There were few differences in reaction time between 2D and 3D interfaces. The literature is inconsistent in terms of which display type improves performance, 2D or 3D (Bueckle et al., 2021; St. John et al., 2001), and this work shows that there may be little difference between the two interface designs in terms of cognitive load. Function 3 (Move up) was found to take significantly longer than other functions; therefore, this function may have a higher cognitive load for 3D interfaces vs. 2D interfaces. Age was also found to influence reaction time, but this effect may be due to confounding between age and dimension as a result of participant demographic limitations.
The main finding of this work is that 2D and 3D interfaces have different intuitive gesture mappings and more work needs to be done to determine how to best design an interface for 3D gestural HCI. One limitation of this study is the limited sample size. A larger and more diverse sample population may identify differences that were not found in this study. Another limitation of the experiment is the low fidelity 3D display. Future work should investigate higher fidelity displays as well as expand the type of display (e.g., 3D interaction on a 2D surface). Future work should also investigate 2D and 3D displays within specific contexts and domains as previous research has shown that these factors significantly influence gesture choice (Jurewicz & Neyens, 2020). Furthermore, there are several aspects of interface design that should be studied, such as the relative position of objects on an interface. It is possible that swiping motions are influenced by the left, right, up, or down justification of objects.

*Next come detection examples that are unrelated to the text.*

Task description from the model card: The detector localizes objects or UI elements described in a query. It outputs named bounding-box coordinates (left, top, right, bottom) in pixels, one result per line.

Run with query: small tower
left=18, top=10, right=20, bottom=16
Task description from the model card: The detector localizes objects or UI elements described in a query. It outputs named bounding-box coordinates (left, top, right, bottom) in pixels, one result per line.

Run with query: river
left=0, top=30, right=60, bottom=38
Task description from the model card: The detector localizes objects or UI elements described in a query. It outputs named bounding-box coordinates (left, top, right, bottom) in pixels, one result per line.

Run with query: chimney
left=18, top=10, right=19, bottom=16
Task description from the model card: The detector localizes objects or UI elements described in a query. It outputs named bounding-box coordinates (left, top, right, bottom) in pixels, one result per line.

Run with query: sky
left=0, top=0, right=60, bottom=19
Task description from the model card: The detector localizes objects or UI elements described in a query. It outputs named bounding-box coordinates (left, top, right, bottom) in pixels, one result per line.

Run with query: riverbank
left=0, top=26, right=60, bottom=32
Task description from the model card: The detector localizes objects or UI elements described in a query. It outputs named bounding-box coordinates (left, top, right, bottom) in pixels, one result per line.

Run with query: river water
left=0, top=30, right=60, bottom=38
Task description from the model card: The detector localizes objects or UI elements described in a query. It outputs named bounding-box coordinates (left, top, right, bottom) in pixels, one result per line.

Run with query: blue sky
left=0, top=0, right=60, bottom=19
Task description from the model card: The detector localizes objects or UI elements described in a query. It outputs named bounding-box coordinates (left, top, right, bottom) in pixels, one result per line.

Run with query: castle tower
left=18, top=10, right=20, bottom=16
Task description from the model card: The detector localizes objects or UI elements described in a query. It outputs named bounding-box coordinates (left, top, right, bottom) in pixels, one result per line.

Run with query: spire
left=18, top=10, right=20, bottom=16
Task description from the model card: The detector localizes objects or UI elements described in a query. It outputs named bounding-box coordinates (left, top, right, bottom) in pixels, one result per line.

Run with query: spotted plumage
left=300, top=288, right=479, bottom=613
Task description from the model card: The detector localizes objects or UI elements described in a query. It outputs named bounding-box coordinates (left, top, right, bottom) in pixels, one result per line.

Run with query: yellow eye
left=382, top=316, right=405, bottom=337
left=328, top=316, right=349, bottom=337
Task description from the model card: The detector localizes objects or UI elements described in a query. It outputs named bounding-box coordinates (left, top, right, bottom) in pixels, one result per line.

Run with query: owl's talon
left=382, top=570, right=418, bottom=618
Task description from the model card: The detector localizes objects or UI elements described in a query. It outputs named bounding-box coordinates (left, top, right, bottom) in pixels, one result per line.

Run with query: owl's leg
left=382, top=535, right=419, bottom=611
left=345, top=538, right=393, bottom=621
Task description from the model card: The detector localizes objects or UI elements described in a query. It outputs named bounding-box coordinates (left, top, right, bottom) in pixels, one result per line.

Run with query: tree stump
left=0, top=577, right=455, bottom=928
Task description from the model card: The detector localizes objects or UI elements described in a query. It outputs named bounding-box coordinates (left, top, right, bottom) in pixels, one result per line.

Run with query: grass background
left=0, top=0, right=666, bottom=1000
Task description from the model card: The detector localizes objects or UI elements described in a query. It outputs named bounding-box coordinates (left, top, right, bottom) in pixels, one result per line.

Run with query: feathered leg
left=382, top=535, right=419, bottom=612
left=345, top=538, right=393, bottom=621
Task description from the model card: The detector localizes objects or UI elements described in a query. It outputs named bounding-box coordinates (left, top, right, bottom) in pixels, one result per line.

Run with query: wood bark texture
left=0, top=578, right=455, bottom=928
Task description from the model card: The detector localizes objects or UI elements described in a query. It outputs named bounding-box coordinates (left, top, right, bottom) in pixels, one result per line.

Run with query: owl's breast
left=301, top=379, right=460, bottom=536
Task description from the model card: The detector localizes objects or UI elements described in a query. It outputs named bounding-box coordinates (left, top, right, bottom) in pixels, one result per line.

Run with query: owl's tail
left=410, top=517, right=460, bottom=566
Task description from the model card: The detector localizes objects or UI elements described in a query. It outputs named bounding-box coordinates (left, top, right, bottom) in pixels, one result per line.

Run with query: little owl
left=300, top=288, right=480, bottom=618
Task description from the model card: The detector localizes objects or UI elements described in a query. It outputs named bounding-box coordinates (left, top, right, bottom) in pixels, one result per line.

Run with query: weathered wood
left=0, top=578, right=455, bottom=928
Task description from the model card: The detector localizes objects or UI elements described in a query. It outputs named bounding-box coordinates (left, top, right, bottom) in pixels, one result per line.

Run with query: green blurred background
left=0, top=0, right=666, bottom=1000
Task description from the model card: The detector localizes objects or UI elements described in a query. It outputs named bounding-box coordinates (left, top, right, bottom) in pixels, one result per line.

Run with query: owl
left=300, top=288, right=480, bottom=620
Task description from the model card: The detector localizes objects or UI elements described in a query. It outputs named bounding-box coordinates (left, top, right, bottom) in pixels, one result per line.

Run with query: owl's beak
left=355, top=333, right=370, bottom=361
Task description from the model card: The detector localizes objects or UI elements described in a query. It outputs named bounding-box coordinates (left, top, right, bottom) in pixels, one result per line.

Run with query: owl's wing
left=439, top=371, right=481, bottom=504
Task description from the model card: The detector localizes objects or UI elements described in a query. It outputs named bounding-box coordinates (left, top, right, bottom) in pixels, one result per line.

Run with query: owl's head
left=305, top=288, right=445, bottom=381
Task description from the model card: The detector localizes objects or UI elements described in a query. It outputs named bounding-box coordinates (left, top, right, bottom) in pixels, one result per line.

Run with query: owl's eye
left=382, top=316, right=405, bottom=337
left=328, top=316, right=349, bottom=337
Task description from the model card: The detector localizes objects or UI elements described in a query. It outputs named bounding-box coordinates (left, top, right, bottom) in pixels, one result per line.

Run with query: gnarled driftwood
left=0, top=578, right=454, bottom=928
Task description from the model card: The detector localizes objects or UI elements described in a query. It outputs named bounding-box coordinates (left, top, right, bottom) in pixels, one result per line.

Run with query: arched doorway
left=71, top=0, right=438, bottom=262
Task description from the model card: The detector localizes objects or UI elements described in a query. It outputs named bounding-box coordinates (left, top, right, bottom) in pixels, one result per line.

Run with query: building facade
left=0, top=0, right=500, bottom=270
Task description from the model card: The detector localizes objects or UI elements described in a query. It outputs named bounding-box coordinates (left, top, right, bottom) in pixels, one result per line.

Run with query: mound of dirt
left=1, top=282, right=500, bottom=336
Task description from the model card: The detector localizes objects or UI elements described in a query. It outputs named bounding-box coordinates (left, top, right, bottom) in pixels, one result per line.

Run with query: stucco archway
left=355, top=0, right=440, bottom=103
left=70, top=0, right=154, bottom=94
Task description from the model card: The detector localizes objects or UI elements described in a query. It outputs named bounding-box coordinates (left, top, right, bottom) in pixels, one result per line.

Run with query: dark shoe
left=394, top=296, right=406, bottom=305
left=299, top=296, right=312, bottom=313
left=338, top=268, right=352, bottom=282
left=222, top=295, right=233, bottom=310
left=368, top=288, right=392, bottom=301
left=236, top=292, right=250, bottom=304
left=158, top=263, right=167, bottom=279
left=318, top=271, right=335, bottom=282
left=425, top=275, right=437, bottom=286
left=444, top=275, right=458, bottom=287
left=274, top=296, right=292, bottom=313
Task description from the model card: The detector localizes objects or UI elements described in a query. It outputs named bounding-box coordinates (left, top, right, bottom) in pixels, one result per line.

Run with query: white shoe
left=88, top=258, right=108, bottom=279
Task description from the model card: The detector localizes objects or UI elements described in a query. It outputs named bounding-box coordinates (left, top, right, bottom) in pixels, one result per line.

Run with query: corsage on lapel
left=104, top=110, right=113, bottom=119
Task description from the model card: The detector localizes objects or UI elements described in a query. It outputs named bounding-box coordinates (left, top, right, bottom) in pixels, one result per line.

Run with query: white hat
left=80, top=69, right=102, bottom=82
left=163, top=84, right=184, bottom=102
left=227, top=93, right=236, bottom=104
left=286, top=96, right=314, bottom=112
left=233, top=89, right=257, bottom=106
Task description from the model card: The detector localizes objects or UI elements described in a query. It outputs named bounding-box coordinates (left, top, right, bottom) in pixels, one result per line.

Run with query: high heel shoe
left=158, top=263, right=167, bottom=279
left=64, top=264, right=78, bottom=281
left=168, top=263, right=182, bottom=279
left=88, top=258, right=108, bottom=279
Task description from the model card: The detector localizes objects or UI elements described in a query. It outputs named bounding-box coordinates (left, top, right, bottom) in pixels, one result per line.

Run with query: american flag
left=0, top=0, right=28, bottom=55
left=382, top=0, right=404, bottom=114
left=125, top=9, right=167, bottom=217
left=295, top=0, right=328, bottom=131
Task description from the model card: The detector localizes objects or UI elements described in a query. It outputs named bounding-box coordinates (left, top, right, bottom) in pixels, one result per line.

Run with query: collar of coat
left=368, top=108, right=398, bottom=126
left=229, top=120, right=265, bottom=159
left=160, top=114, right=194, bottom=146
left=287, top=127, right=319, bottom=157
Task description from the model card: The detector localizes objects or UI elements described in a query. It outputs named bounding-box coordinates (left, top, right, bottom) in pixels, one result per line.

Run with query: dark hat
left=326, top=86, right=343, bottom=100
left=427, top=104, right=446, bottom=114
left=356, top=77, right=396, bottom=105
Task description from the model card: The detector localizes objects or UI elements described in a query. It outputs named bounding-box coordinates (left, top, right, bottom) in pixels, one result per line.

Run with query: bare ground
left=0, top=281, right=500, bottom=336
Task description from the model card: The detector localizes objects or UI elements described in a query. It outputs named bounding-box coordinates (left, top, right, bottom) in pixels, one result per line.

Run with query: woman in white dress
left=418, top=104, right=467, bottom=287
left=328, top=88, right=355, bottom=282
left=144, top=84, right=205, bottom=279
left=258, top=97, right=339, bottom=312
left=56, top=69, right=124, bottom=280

This work contributes to the literature by showing the influence of interface type, 2D or 3D, on intuitive gesture choice and reaction time. There is little work investigating how to design the interface for 3D gestural HCI or eHCI, in general. If it is now possible to use our bodies to interact with computer systems in an embodied manner, the interface must be intuitive and easy to use and design principles need to be developed for ensuring effective eHCI. The use of bottom-up feature extraction in recognizing gesture taxonomy increases usability and decreases variability in the user’s gesture choice; therefore, future work should explore defining gestures by the intuitive features. These findings will benefit interface design in 3D gestural systems and understanding eHCI systems overall.